The cast and crew of Annie creatively adapted to numerous COVID-19 restrictions under the guidance of Miss Michaela Gorman ‘05, Upper School Drama Teacher and Director of Drama Productions.  They shot select scenes of the musical outdoors and in person, while filming others virtually over Zoom with each student recording with their own laptop to ensure quality.  This method of production introduced adjustments surrounding blocking, acting style, and choreography.  In addition, cast members pre-recorded all musical numbers with the help of Mr. Sean Lowery, Director of Upper and Middle School Orchestra and Upper School Chorus Teacher, who synthesized all the individual tracks into cohesive songs.  Miss Gorman and Miss Danielle Gennaro ’05, Bell Choir Director, edited each scene together in order to form the complete musical production. 

Miss Gorman commended the Sacred Heart Theatre Department for both its adaptability and resilience despite challenges that have arisen throughout the coronavirus pandemic. 

“This year, I am so proud of the fact that we were able to mount two full-scale productions in spite of the challenging circumstances,” Miss Gorman said.  “This has obviously been such a difficult year for the performing arts all over the world, and my goal at the outset was just to provide our theatre students with the opportunity to keep learning, growing, and working together to tell stories, even if the process had to change on a fundamental level.  The students in this program are just constantly exceeding my expectations, no matter how high I set the bar.  They could have easily been frustrated or disappointed time and time again, and instead, they uplifted one another and our program during a pandemic.  They are so resilient, so community-focused, so creative, and so dedicated.  I am so, so incredibly proud of them, the work they do, and the way in which they do it.”

The official performance of Annie interspersed the Zoom and in-person scenes throughout the production.  Most musical numbers, such as “It’s a Hard Knock Life” and “Easy Street,” occurred in person with socially distanced choreography.  Freshman Emilia Bernal, who portrayed Tessie, Mr. Harold Ickes, and Ms. Connie Boylan, shared how COVID-19 restrictions changed certain aspects of theatre, yet the camaraderie and commitment remained strong within the cast of Annie. 

The students portraying the orphans in Annie sang the classic “It’s a Hard Knock Life” both over Zoom and in person.  Claire Moore ’22

“I fell in love with theatre and performing because of the release I feel on the stage,” Emilia said.  “The best part for me is being able to express myself in such a welcoming and friendly community.  Another aspect of theatre that I love is spending time with my friends who share the same interests as me and being able to work together to create something wonderful.  These parts of the theatre have shifted under COVID-19 regulations because the time I spend with my friends at rehearsal was mostly over Zoom.  Although the physical circumstances shifted, everyone shared the same goal: to make the best out of the situation we are in.  Ultimately, acceptance was a huge theme for our production this year, and we aimed to do the best that we could.”

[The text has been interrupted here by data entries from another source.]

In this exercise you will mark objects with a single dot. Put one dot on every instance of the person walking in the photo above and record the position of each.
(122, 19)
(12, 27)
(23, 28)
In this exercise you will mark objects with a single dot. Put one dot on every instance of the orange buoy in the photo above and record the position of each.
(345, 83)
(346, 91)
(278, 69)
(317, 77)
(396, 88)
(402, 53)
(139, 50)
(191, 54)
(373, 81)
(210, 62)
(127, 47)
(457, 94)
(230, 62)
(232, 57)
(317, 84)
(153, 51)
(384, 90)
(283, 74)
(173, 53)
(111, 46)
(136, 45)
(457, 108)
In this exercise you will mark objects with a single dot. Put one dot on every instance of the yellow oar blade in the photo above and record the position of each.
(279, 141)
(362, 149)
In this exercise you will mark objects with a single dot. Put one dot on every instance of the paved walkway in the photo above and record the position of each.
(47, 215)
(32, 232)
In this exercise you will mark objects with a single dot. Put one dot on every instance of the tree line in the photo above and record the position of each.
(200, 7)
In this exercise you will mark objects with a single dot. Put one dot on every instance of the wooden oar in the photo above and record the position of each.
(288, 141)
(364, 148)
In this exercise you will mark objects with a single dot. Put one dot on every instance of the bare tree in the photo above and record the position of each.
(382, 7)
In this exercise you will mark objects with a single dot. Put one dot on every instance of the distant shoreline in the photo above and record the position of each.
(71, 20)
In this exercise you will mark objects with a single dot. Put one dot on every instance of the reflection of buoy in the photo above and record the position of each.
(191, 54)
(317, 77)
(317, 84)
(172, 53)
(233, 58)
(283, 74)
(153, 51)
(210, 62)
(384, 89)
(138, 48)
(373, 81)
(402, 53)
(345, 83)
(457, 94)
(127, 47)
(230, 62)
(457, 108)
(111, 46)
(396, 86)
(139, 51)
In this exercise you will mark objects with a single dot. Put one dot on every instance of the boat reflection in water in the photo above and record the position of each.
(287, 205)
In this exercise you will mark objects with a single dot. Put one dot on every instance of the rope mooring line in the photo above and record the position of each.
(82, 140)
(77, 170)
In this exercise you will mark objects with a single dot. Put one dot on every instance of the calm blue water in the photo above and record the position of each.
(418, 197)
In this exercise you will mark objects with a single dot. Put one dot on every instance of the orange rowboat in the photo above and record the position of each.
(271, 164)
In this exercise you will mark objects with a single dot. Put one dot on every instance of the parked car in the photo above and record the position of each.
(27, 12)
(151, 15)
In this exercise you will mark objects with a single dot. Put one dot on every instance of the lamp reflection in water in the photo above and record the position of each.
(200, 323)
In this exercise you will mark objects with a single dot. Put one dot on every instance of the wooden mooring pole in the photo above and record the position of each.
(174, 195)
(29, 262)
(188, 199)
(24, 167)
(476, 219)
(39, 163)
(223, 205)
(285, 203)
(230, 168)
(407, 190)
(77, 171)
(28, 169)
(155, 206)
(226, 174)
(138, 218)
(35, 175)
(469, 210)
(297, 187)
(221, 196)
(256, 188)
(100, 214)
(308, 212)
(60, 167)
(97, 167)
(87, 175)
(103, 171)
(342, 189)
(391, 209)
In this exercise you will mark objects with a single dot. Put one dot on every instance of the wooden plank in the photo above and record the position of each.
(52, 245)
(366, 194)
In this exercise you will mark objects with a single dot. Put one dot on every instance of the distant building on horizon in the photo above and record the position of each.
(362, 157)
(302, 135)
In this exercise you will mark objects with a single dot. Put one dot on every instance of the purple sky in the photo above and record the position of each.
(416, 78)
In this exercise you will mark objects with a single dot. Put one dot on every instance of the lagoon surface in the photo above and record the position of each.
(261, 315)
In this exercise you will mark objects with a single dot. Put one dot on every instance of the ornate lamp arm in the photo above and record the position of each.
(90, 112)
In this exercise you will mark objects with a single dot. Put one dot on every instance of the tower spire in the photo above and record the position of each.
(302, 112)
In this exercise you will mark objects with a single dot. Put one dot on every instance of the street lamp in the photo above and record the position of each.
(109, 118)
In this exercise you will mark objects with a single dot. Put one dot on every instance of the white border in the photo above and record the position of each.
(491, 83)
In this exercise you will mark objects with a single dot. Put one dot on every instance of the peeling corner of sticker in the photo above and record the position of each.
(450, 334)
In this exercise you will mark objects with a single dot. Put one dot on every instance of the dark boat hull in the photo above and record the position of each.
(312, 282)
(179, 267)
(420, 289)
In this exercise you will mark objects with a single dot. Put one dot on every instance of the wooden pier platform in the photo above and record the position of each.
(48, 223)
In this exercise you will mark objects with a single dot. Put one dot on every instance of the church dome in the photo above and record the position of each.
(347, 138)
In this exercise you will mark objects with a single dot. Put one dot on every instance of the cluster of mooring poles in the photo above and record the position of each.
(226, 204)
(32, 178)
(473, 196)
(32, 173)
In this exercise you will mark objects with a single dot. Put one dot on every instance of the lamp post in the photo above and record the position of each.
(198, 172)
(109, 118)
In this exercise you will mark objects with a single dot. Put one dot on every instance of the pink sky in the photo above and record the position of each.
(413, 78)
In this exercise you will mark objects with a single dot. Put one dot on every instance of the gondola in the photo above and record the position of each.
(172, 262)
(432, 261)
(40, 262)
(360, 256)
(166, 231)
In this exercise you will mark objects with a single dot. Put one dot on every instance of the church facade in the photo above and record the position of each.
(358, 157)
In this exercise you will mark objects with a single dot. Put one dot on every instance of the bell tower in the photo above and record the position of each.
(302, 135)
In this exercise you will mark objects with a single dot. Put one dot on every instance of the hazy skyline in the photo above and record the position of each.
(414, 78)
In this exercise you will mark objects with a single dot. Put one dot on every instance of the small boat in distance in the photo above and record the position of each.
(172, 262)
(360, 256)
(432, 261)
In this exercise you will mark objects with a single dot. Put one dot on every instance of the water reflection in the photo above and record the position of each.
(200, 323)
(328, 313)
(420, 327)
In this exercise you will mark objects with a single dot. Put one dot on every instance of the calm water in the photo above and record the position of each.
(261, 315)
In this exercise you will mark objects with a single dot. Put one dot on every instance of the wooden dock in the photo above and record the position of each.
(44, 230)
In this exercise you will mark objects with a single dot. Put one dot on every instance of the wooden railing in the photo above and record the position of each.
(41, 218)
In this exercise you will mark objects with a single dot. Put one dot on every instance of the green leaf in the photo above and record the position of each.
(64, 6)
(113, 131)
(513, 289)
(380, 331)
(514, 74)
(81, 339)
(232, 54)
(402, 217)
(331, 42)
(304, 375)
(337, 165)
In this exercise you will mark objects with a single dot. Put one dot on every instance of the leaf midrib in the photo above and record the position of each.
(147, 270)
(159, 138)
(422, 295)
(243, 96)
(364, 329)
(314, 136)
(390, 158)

Miss Gorman commented on Annie’s continued relevance, specifically how she hopes the idea of finding comfort and connection amidst difficult times will impart optimism upon audiences.  She also thanked the cast and crew for their enduring joy throughout the entirety of the production.

Annie is set in 1933, several years into the Great Depression,” Miss Gorman said.  “We see Hoovervilles, we see hardship and desperation, we see many harsh realities within the world of the show, but we also see hope for a better tomorrow.  That resonated with me this year because I feel like it echoes so many of the beautiful things I am seeing right now.  I would look at students sitting in a Zoom room for rehearsal after hours of classes, who were still beaming and laughing and forging connections because they were determined to tell this story.  I know that “the sun’ll come out tomorrow” might seem like an overly sentimental or sugary-sweet message on the surface, but that reminder does not feel that way to me right now.  It feels important.  I think it is always good to remember that choosing hope can be a very brave choice.”